### Hardware–Software Codesign for Graphic LSIs

Hirohisa Kotegawa
Naonobu Hasumi

The field of image processing LSIs that are mounted in devices such as digital cameras is one in which the improvement in performance is very remarkable. It is important to have an architecture design that is suitable for the application so as to lower the cost of developing chips for LSIs, and reduce their power consumption and the chip area. Semiconductor and EDA vendors have proposed hardware-software (HW/SW) codesign via electronic system level (ESL) as a way to develop chip architecture and designs. However, it has not been used much in actual development sites because of various issues such as the cost of developing models. Under these circumstances, at Fujitsu Semiconductor we have steadily applied architecture design technology to LSI development based on HW-SW coverification in the ESL methodology in Cedar service, which is a design service for customers to develop ASSPs and ASICs. In this way, we have found that the most important point is to optimize the quality of service (QoS) of on-chip buses and access to external memory such as DDR memory. And, as a result of focusing on this point of optimization and investigating ways to tackle the issues with ESL, we have created a new HW/SW codesign solution that uses ESL. It has come to be used in design sites more than ever before. This paper introduces the technical aspects of this new approach and its effect, and also describes future developments.

#### 1. Introduction

Catalogs of digital cameras and other products that integrate image-processing LSIs<sup>1)</sup> often show descriptions such as the effective pixel count of CCD and CMOS sensors being 10 megapixels. These pixel counts are increasing year by year and, with some of the topclass models of single-lens reflex cameras, the counts may exceed 30 gigapixels. In addition, the degree of complexity is increasing not only in image processing itself, including various types of image correction, image effect and image scaling, but also in functions such as graphical user interfaces using Android OS and various external interfaces. For this reason, circuit scales are expanding due to the enhanced functionality and performance of CPU cores and intellectual property (IP) cores that constitute imaging LSIs and increase in RAM size, which has also caused increased LSI power consumption.

While dealing with these increases in circuit scales and power consumption, mobile products such

as digital cameras must satisfy requirements including minimization of chip areas and reduction of power consumption in view of battery life and packaging cost, and these are in a trade-off relationship with the scale of circuits. Up to now, these requirements have been handled by integration and voltage reduction technologies. However, catching up with Moore's law is becoming difficult with the recent cutting-edge process technologies, and improving power consumption is also growing increasingly difficult due to limitations of voltage reduction and increased leakage current and wiring capacity. Accordingly, evaluating architecture to decide whether performance, power consumption and chip area have been optimized in line with the system use case in the architecture design phase, which is an upstream process, is gaining importance.
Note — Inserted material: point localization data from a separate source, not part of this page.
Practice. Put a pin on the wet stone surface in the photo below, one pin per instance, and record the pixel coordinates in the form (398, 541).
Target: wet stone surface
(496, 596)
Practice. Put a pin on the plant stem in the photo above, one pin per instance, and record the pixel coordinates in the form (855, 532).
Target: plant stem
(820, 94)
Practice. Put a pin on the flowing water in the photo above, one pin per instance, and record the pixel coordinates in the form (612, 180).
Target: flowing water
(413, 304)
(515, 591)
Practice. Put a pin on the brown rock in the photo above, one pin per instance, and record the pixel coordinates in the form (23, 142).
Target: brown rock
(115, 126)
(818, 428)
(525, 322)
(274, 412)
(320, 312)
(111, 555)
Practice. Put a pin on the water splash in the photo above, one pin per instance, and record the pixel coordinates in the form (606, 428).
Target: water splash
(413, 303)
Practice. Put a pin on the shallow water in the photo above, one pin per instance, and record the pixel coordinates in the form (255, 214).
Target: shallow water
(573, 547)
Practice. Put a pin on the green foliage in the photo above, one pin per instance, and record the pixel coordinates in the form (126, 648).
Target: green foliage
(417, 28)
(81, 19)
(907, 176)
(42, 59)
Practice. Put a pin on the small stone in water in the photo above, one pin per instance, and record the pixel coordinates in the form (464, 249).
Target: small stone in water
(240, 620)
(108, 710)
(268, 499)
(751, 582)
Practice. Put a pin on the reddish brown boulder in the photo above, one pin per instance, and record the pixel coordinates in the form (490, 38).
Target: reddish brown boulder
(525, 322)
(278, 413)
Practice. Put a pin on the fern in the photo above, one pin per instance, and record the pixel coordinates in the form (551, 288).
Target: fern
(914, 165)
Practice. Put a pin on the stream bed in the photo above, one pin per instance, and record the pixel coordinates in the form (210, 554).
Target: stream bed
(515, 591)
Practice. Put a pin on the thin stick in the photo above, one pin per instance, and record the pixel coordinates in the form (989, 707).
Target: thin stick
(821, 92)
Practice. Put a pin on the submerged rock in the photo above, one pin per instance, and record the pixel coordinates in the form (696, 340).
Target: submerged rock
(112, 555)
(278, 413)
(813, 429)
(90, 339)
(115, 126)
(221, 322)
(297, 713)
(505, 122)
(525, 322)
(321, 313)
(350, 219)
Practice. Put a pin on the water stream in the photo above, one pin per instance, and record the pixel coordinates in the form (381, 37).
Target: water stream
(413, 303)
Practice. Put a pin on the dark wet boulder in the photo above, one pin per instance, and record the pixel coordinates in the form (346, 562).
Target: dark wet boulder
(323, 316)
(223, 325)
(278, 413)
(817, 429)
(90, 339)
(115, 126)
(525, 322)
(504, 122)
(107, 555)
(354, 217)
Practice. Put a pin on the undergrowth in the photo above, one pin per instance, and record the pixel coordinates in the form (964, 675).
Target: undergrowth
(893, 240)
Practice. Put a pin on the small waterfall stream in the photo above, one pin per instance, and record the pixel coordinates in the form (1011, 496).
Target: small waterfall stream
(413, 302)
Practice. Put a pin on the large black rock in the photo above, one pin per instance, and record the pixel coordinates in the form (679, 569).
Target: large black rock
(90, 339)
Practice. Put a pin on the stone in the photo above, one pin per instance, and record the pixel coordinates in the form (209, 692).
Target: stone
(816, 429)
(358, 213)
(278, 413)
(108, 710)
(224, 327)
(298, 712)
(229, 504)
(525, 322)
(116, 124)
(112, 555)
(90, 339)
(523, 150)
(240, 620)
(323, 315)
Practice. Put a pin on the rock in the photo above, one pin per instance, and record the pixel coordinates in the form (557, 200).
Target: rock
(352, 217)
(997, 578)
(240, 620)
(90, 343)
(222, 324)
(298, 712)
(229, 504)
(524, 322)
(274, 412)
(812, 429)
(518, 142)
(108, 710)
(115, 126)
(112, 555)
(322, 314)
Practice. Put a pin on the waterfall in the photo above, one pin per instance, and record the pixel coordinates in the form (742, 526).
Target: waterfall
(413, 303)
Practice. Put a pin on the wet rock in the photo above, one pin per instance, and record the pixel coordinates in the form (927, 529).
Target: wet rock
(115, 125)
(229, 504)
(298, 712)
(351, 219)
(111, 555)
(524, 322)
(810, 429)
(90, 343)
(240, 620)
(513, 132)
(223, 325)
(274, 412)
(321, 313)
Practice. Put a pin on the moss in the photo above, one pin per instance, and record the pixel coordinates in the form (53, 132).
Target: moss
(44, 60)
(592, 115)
In reality, however, architecture evaluation in an upstream process has not spread much in the actual design sites. The reasons for this include, in addition to the difficulty in establishing an environment that facilitates architecture evaluation in an upstream process, the development flow does not allow architecture evaluation. Generally, an image-processing LSI is developed as a system-on-a-chip (SoC), which integrates various IP cores such as one or more CPU cores, graphics processing units (GPUs) and digital signal processors (DSPs) into a single chip. For that reason, operation as an image processing system cannot be realized without installing the software. This means that both software and an SoC are required for evaluating the performance and power consumption as a system. In the actual development flow, however, software is generally developed on a production board after an engineering sample (ES) of an SoC has been made and software does not exist in the architecture design phase. That is why architecture evaluation of an SoC has been impossible in an upstream process.

Fujitsu Semiconductor has built a hardwaresoftware (HW/SW) codesign flow that makes use of electronic system level (ESL) techniques to address this issue of inability to evaluate architecture.

This paper describes this HW/SW codesign.

#### 2. Outline of and issues with ESL

Before going into the main theme, this section describes ESL and the abstraction level of models and presents issues that have hindered the application of ESL up to now.

#### 2.1 What is ESL?

ESL refers to an environment in which an SoC is modeled by using a hardware description language such as SystemC based on C/C++ to conduct virtual simulation on a computer that is used for advanced development of software and architecture evaluation.<sup>2)</sup> In the electronic design automation (EDA) industry, ESL may also refer to using a hardware description written in a language such as SystemC to generate a registertransfer level (RTL) description by high-level synthesis but, in this paper, it means the simulation environment mentioned above.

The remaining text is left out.